City Parks and Recreation Director Roger Hall said the sheep even help keep the grass trimmed. "And they fertilize," he said.
Cummings said they went after rams this time around to help correct a gender imbalance created in part by previous roundups targeting ewes and lambs.
"Things can get out of control" when too many males are around, he said. Overly aggressive rams have been known to chase ewes out into traffic on nearby U.S. Highway 93.
"This herd is basically surrounded by suburban development and roads," he said.
Cummings caught his first desert bighorn in 1987, when he was a college intern with NDOW.
Now he organizes the captures, sweating over every detail from the initial setup to that emotional moment when the animals are set free in their new homes.
"It's a feeling that is indescribable. When that last sheep gets out of the trailer ..." said Cummings, trailing off as his eyes filled with tears.
READY TO TRAVEL
In the span of 10 minutes, the ram is weighed, measured, shot full of medicine and affixed with a bright yellow ear tag.
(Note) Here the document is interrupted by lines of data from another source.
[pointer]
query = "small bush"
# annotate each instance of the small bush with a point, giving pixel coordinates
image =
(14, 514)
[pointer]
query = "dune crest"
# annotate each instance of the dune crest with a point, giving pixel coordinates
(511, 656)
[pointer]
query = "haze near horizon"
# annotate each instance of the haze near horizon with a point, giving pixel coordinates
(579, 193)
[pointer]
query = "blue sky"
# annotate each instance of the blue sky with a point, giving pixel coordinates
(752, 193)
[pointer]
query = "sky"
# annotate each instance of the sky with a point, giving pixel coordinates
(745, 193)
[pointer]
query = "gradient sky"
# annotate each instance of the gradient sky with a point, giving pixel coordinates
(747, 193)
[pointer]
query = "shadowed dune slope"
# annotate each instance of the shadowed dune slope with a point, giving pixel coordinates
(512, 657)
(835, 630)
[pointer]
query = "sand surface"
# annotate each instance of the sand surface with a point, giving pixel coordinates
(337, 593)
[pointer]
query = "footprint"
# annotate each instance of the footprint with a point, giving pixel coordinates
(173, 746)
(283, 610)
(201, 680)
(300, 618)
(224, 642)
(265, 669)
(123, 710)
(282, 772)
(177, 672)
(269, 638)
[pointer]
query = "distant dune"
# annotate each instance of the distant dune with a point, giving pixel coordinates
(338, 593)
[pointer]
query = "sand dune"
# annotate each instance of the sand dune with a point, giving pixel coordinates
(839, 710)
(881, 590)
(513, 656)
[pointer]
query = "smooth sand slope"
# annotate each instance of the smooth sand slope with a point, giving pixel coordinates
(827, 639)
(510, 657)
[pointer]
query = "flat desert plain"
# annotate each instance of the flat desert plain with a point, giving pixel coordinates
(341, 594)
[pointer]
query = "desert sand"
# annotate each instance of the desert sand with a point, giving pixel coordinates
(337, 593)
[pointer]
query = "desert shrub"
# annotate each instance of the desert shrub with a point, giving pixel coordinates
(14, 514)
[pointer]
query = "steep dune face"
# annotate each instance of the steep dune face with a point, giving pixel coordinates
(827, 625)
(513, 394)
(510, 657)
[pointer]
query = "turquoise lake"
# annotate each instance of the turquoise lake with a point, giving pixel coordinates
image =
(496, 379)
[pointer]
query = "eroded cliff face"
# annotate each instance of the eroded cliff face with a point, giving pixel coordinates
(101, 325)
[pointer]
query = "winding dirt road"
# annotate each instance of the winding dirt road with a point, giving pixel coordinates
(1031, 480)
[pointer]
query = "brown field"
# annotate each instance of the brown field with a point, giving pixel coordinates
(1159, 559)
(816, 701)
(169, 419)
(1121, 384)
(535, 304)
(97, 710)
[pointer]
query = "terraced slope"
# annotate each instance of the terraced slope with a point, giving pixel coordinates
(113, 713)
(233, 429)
He also gets his teeth checked, his blood drawn and his ears cleared of ticks while one member of the team administers oxygen through a tube stuck in his nose.
Bighorn sheep in Nevada are generally captured in one of three ways: snared with nets fired from helicopters, lured with bait and then netted, or darted.
The dart method doesn't see as much use because it requires capture crews to wait around somewhere sheep regularly congregate.
The ram on the table wandered into the park late Wednesday morning to graze with a group of nine other males. He was shot from the open door of a pickup parked less than 20 yards away.
Peregrine Wolff, the state wildlife veterinarian who cares for sheep during captures, said the dart that hit him in the left flank was filled with a three-drug cocktail known by the acronym BAM.
It generally takes between 7 and 15 minutes to bring a bighorn down, she said.
Once the examination is over, the ram is carried to a modified horse trailer where his hood and leg restraints are removed.
Then Wolff injects him with a reversing agent to wake him up and a dose of a human anti-psychotic drug to keep him calm during his long ride north.
When the drugs hit, the groggy ram lifts his head and sniffs the air.
Outside the trailer, sheep keep streaming into the park to graze.